Bogoraz was the wife of the dissident writer Yuli Daniel. When Daliel
was
arrested in 1965 together with another dissident, Andrei Sinyavsky, she
wrote a protest letter to the Prosecutor General of the Soviet Union.
She
was also one of the leaders of the writers' support campaign.
In 1968, she was one of seven people who took part in the demonstration
on
the Red Square to protest the Soviet invasion of Czechoslovakia. For this,
Bogoraz was arrested and sentenced to four years of exile in the East
Siberian Irkutsk region.
In 1975, Bogoraz wrote an open letter to Yuri Andropov, then the head
of the
KGB secrtet police, demanding the archives of the security committee be
opened. She was also among those who wrote an open letter to the Soviet
authorities protesting against the banishment of Alexander Solzhenitsyn.
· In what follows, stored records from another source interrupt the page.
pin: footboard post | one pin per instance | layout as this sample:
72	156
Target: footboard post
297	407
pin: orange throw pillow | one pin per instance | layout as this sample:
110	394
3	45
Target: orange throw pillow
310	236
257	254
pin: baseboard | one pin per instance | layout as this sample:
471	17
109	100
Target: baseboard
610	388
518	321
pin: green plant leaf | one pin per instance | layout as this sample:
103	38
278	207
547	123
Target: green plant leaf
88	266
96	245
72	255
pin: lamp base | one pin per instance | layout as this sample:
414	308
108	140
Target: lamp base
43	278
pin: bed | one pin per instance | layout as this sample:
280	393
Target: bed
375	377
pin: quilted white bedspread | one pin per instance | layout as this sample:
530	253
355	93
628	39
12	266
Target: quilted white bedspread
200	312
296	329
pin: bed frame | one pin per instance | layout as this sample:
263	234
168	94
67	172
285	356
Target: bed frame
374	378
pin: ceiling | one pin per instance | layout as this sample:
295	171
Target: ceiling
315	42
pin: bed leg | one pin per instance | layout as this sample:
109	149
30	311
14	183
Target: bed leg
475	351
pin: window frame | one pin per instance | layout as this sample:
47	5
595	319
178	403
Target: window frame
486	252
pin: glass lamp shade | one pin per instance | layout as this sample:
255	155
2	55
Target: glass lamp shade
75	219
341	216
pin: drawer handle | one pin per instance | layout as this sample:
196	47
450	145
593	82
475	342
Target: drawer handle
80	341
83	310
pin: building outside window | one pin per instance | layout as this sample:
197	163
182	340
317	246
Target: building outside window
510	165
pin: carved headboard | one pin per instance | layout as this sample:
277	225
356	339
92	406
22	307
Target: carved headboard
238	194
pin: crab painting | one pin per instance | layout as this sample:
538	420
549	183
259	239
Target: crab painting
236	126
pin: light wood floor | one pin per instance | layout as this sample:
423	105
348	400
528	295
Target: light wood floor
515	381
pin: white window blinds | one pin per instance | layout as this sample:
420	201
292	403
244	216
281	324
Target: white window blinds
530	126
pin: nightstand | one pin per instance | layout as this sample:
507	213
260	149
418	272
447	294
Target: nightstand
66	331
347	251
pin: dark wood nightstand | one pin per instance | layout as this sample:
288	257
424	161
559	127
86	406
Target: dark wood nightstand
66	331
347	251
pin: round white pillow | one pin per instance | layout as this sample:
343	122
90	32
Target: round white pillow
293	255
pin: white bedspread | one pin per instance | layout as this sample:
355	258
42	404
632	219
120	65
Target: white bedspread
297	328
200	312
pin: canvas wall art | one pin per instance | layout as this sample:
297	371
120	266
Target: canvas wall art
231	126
In 1986, she, along with other Soviet dissidents, led a campaign for
the
amnesty of political prisoners. In January 1987, the Soviet leader Mikhail
Gorbachev began to free the prisoners - a month after the second husband
of
Larissa Bogoraz, famous HR activist Anatoly Marchenko, died in prison.
She was one of the founders and a co-chairperson of the Moscow Helsinki
Group which she led before the collapse of the Soviet Union. In the 1990s,
she was a member of the administration of the Russian-American human rights
group project.
The current head of the Helsinki Group, Ludmila Alexeeva has told the
Ekho Moskvi radio station that Larissa Bogoraz was "one of the most
influential figures in the Russian human rights movement. She played a
big role in forming its ideology". Also speaking on the radio station,
the human rights ombudsman Vladimir
Lukin said that Bogoraz was "one of the purest and most honest
symbols of the dissident movement who fought for the freedom of citizens,
their rights, independence, dignity".